FT: Acho que o que o público pode esperar é, mais uma vez, a discussão entre extremos ideológicos que a vida força a chegar a um acordo comum. Mais uma vez, é um episódio que reúne comédia com drama. Esse episódio tem um roteiro com um maior número de cenas. Tem mais cenas, mais diálogos e a gente tinha uma equipe maior também para conseguir dar conta disso. Eu acho que o público pode esperar essa mistura de comédia com afeto, de comédia com drama, uma certa reflexão sobre o mundo em que a gente está, mas com humor e afeto.

Na trama do episódio, as personagens têm suas superstições de fim de ano e acreditam, em um determinado momento, que a quebra desses rituais possa ter contribuído para o ano ruim. Você tem rituais de fim de ano? 

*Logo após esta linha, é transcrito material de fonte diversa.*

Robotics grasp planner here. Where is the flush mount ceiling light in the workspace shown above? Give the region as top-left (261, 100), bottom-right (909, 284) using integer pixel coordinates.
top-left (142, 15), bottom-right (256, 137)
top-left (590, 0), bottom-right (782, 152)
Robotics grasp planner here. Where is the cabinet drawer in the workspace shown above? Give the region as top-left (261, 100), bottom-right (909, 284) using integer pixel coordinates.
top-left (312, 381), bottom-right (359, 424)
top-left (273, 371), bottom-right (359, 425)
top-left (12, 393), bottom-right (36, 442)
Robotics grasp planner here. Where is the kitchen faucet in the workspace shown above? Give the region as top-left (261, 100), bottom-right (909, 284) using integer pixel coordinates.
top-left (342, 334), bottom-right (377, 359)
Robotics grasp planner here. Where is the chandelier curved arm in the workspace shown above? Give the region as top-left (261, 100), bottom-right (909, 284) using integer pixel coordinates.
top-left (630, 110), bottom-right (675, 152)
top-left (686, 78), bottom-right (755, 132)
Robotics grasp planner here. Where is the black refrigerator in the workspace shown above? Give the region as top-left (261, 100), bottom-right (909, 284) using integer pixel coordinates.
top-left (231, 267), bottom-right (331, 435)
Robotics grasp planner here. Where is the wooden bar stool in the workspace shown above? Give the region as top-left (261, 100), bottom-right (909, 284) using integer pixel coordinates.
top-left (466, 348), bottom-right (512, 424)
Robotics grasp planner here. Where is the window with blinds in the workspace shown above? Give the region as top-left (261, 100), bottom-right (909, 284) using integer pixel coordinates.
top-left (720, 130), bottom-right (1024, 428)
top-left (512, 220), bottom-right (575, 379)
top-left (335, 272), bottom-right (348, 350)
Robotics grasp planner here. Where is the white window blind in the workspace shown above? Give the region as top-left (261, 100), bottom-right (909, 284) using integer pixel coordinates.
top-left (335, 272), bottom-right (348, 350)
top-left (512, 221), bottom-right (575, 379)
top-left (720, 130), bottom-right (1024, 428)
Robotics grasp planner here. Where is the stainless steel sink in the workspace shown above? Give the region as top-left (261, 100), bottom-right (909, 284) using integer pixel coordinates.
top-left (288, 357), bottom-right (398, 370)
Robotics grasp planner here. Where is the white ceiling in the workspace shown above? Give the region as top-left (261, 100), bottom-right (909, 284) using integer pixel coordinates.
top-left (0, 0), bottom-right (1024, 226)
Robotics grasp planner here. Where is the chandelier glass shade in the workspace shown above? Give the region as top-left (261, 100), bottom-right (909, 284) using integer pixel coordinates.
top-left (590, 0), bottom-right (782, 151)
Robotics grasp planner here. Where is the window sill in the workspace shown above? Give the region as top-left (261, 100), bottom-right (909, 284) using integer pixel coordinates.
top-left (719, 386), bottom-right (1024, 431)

FT: A Olga, que é feita pela Arlete Salles, é um personagem que acredita piamente nisso e tem um diálogo maravilhoso em que a Gilda (Fernanda Montenegro) diz: “Você acha sinceramente, Olga, que a porcaria da sua vida contribuiu para o destino da humanidade? Além de dedo-duro, você tem mania de grandeza. Então, essa ideia de que o que você fez mudará o destino do mundo é um pouco delírio, né?”. Acho que no fim do ano, perto do Natal, o que todo mundo sente é um certo funil. Mesmo que você se negue a lidar com o Natal, o fim do ano, o mundo força você a sentir isso. Tem o 13º salário, as cestas de Natal… para quem tem família, é difícil não reuni-la e comemorar de alguma maneira. Negar o fim do ano é uma maneira de lidar com ele. É inevitável. Não curto grandes festas. Prefiro estar afastada, num lugar de natureza, calmo. Na hora, penso coisas boas, mas não chega a ser superstição, não pulo ondinha. E, quando estou no mar, costumo fazer um barquinho de barbante. Geralmente faço um barquinho e quem quiser escreve um desejo, e a gente põe no mar. Ano passado, por exemplo, eu fiz um dos melhores barquinhos, a gente estava em Ilha Grande. Coloquei a quilha, ficou lindo. Colocamos no mar meia-noite. Ele foi, ele venceu a arrebentação, saiu da baía… e, nesse ano, veio a pandemia (risos).